Implications for Operations and Fulfillment
While the "front-end" of the business is becoming increasingly automated, the "back-end" remains a complex logistical challenge. The goals of Academy Sports are clear: reduce cart abandonment, increase the number of units per transaction, and boost the average order value (AOV).
To achieve these goals, the company has invested heavily in its merchandising and supply chain platforms. A key component of this is real-time inventory visibility. The company’s product feeds are updated with high frequency to reflect current stock levels across all channels. When a purchase occurs, the order management system (OMS) automatically decrements inventory, whether the product is being shipped from a warehouse, a store, or being held for a Buy Online, Pick Up In Store (BOPIS) order.
"You’ve got brick and mortars, you’ve got e-commerce, but in the agentic world that we’re living in, this space is changing on a weekly basis," Anand says. "It’s a constant: How do we reinvent the way we want to show up to our customers, make it easy for them, and enable an experience that takes any friction out of the whole experience for them?"
The integration of AI also extends to predictive demand planning. By ingesting vast amounts of contextual data—such as weather patterns, local sporting events, and macroeconomic trends—the company can better predict where stock needs to be positioned, minimizing the friction inherent in last-mile delivery.
Looking Toward the Future
The implications of Academy Sports’ strategy are profound for the retail industry at large. By treating AI platforms as vital channels and prioritizing the maturity of product data, the retailer is effectively "future-proofing" its catalog.
As LLMs become the primary interface through which many consumers discover products, retailers that fail to optimize their metadata for these "agents" risk becoming invisible.

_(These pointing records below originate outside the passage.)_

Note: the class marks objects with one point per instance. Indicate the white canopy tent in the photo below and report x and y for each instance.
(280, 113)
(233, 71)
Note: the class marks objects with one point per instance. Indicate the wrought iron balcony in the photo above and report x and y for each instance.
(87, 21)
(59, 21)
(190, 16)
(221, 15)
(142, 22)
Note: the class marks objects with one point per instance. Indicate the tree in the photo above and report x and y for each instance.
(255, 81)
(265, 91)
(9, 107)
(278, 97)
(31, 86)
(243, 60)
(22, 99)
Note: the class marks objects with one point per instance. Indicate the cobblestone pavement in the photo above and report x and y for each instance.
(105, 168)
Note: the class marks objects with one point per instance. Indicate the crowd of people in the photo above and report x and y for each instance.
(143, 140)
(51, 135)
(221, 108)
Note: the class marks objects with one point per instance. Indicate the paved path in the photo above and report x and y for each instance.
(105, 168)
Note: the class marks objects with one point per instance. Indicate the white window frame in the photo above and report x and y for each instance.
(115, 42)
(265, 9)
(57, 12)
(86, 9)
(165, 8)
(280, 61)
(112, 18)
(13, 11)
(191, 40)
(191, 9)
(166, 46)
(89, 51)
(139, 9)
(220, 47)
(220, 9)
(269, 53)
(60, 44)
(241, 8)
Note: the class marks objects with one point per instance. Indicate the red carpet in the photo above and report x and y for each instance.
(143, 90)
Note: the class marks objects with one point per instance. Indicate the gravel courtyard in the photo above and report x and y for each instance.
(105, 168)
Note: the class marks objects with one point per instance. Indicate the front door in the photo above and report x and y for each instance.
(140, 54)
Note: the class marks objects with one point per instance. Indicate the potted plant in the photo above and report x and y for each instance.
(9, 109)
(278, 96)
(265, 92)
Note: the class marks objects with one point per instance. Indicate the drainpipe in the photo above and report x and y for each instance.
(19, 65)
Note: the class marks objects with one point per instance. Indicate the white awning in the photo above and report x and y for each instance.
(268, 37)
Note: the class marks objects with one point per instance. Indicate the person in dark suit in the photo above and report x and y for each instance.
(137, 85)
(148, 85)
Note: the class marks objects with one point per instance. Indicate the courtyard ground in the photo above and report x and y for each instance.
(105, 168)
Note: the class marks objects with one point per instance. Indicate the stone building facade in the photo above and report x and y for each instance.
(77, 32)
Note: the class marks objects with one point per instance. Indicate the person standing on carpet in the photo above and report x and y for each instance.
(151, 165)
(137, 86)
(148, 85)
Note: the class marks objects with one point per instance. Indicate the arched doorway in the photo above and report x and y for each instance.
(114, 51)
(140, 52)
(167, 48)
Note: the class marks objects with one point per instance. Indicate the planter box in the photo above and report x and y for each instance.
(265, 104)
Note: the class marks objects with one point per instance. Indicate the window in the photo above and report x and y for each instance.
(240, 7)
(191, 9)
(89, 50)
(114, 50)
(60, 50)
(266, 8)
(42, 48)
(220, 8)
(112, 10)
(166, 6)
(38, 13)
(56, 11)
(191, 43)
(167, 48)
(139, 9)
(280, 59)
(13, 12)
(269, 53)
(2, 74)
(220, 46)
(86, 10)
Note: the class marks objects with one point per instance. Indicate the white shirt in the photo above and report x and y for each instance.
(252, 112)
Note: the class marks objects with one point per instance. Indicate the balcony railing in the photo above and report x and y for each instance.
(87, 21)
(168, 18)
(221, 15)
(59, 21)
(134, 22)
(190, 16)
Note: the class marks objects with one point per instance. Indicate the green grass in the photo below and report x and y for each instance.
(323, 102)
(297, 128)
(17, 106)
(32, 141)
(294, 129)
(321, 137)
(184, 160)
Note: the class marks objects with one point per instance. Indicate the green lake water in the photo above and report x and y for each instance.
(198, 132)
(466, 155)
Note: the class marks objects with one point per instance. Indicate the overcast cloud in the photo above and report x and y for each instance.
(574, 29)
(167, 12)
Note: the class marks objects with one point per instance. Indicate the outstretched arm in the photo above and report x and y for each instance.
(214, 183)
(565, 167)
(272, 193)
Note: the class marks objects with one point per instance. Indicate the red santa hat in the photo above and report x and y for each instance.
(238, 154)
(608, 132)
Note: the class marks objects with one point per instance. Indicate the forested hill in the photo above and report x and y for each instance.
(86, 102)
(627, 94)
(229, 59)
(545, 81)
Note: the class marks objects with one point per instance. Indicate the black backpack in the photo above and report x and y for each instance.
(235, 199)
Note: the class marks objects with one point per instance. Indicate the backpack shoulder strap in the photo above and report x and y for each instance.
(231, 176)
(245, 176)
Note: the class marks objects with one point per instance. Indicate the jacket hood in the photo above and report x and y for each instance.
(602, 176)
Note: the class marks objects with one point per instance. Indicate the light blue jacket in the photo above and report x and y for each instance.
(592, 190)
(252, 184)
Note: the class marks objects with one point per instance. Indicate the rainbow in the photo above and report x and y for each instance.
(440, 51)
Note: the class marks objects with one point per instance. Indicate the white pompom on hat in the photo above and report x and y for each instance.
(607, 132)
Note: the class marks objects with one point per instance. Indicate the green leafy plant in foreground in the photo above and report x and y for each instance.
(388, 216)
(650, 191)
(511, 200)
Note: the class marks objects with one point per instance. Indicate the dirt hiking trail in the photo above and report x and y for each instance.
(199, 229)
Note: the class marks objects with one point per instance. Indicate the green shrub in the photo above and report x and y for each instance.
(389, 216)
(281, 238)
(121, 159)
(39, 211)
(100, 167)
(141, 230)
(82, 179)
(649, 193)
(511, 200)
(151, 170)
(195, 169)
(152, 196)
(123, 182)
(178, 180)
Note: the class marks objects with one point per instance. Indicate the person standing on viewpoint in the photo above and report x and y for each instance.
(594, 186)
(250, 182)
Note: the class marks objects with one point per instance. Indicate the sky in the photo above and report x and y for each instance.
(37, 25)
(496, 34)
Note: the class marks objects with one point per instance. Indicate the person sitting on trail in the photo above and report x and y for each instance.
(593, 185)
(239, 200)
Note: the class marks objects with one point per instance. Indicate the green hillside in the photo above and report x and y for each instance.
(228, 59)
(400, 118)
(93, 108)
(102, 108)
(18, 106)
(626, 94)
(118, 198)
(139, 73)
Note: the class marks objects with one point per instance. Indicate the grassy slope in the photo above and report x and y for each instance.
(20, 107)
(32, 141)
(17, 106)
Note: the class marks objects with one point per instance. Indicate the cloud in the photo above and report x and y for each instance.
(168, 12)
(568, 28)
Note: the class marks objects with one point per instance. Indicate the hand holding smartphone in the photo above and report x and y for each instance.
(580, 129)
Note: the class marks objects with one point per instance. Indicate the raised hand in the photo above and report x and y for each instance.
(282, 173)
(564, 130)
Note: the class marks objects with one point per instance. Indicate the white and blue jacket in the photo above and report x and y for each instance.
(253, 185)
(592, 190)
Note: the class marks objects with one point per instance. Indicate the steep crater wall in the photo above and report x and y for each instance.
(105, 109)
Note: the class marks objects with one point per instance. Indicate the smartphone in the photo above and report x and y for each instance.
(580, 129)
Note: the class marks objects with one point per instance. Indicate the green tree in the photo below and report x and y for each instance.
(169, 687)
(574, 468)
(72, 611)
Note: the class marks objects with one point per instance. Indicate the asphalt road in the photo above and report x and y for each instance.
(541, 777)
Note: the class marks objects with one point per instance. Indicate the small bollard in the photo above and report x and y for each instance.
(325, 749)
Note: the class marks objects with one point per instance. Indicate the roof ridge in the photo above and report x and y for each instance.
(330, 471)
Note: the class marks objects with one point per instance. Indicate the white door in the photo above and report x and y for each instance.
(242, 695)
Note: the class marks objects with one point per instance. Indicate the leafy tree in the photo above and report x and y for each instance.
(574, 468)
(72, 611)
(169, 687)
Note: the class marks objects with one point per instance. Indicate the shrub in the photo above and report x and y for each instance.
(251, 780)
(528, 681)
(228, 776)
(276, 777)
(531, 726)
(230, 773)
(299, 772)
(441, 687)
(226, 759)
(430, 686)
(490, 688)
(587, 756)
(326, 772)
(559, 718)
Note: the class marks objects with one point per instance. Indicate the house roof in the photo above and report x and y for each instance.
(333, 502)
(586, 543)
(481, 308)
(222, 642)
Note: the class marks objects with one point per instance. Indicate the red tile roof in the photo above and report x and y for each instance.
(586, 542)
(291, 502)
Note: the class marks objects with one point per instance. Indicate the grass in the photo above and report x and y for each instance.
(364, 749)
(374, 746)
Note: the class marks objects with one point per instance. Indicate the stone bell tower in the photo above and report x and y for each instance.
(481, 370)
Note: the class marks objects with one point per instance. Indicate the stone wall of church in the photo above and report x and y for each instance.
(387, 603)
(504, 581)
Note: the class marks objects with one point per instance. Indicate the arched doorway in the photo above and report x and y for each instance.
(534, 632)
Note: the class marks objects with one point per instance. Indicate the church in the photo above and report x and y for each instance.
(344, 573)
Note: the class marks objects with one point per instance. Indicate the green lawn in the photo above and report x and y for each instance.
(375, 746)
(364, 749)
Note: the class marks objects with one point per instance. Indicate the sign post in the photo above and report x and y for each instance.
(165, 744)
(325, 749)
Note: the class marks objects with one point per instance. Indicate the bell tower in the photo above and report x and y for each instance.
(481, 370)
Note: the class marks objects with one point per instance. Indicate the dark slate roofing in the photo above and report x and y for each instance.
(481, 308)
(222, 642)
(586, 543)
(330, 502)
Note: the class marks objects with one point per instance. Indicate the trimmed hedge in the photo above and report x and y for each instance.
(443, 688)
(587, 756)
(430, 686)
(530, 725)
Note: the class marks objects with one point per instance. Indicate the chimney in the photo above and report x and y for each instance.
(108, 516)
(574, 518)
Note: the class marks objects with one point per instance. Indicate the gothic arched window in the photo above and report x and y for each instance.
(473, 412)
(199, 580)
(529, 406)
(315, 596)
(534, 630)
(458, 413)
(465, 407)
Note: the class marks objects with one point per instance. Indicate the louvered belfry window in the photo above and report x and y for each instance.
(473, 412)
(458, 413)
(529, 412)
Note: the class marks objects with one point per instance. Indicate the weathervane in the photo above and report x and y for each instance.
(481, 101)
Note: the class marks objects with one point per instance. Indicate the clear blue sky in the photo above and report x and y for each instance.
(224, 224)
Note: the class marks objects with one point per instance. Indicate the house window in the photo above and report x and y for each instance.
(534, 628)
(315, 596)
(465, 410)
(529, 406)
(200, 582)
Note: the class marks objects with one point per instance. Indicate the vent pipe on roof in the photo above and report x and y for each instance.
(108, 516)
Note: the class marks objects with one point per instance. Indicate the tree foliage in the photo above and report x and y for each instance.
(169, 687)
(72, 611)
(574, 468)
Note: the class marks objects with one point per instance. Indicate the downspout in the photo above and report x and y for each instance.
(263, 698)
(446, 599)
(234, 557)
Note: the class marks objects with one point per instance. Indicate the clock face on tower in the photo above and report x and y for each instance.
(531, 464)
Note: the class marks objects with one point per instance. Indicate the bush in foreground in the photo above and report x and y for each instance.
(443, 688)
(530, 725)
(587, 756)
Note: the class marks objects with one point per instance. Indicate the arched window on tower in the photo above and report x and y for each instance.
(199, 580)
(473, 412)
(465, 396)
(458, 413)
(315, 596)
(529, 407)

Academy Sports’ proactive partnership with Google and its commitment to internal AI-driven enrichment signals a shift in the retail arms race. It is no longer just about who has the most stores or the best website; it is about who has the most "intelligent" product catalog—one that can speak the language of the AI engines shaping modern consumer behavior.
For Academy Sports, the work is ongoing. The "modernization" of their approach is not a destination but a continuous process of refinement. As the technology evolves, the retailer remains focused on the fundamentals: findability, accurate attributes, and a seamless fulfillment experience. By successfully bridging the gap between traditional retail operations and the emerging world of generative AI, Academy Sports is demonstrating that in the digital age, the most powerful tool in a retailer’s arsenal is the data that tells the customer—and the machine—exactly what they need to know.